Apartment dwellers might wonder how they can avoid transmission of a respiratory disease when they share a communal ventilation system. For those in temperate climates, close your vents, and seal them off with duct tape and plastic wrap (or trash bags). Open your windows for fresh air instead.

Those who need their HVAC systems, try to seal off as many vents as you can, if you can sacrifice the use of some rooms. You might also consider duct-taping filmy or lightweight fabric over the vent so air can get through but droplets that might be carrying the virus have a greater chance of being captured on the fabric.
These are all excellent suggestions, but Talento has more:
Parents, don’t forget to stock up on indoor-activity supplies like coloring books, audiobooks, videos, academic, and recreational games. Check out these ideas at your taxpayer-funded public broadcasting site. And get some toys for Fido, too—pent-up canine energy is its own form of natural disaster for your shoes or furniture!

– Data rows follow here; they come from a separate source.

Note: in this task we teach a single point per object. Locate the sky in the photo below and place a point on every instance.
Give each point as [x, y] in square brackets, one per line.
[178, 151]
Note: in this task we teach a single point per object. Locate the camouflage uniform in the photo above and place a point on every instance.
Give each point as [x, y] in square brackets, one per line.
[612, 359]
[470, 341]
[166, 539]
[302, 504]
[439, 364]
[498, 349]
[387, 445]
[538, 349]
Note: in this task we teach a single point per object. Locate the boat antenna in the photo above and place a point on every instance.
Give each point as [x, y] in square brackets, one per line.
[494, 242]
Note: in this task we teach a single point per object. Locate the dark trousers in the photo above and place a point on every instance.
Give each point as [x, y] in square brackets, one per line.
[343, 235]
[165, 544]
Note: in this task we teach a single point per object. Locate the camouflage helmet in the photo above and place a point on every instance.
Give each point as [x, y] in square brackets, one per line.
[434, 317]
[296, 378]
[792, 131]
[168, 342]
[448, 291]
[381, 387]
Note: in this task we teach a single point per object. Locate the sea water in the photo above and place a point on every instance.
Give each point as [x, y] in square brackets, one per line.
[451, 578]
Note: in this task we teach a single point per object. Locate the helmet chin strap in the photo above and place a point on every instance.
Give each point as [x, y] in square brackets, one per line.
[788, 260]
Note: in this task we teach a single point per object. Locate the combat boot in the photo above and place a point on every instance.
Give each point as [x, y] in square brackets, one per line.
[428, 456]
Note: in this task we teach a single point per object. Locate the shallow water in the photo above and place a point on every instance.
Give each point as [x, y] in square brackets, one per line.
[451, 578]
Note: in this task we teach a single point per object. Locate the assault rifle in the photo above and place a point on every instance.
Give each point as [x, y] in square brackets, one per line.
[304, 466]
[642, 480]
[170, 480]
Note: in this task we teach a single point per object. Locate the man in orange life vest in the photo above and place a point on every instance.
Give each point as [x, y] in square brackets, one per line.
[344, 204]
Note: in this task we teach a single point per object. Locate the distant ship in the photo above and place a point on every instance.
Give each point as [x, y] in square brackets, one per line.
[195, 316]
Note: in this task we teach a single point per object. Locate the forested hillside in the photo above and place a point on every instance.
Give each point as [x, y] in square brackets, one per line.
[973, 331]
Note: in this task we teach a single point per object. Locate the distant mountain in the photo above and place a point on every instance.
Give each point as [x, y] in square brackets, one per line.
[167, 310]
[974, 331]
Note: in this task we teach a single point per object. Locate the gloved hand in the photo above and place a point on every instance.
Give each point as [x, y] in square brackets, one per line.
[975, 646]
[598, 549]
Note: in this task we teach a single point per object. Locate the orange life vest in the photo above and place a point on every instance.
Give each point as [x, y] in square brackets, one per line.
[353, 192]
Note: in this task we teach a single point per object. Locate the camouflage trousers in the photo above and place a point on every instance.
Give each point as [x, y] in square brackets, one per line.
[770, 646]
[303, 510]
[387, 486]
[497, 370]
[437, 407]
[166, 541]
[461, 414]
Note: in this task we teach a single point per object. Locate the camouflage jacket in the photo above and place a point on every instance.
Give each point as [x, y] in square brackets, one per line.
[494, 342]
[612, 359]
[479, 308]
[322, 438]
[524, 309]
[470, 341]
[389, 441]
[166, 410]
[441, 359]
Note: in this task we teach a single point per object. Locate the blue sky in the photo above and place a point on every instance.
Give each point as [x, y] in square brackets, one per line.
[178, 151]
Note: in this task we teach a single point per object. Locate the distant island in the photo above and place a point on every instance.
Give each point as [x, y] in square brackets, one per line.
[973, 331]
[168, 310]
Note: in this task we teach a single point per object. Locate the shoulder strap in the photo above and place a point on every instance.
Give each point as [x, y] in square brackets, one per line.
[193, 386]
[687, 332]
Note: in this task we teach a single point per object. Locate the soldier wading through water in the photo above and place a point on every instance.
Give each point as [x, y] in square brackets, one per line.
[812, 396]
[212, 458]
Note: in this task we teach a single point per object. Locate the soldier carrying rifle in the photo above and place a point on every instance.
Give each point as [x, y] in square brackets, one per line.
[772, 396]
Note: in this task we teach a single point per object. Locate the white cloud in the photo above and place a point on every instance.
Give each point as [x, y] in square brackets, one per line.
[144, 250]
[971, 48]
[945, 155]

Essential personnel such as certain government officials, health-care workers, first responders, and utility workers won’t be able to stay home. Start talking now to your employers about how a month’s worth of staff might be housed on-site at these workplaces during a quarantine.

This will minimize the chaos of all these folks commuting each day, requiring a massive permitting operation to allow them on the road, and risking many more contacts among them than would otherwise occur if they slept where they worked.
She has a bit more to say about the administration's handling of this so far - she's very supportive - and then she concludes with this:
In the meantime, as the saying goes, we should pray like it all depends on God and prepare like it all depends on us.
This all assumes, of course, that this virus turns out to be extremely deadly, but indications so far seem to indicate that it's a serious threat only to those with compromised immune systems - the elderly, diabetics, heavy smokers, etc. There are many people, apparently, who have the virus but experience only mild symptoms and do not show up on the CDC data sheets.

If that's true then the fatality rate for this disease is lower than has been projected, but as Talento suggests, it's wise to prepare now rather than wait until we discover that the virus is more virulent than we had thought.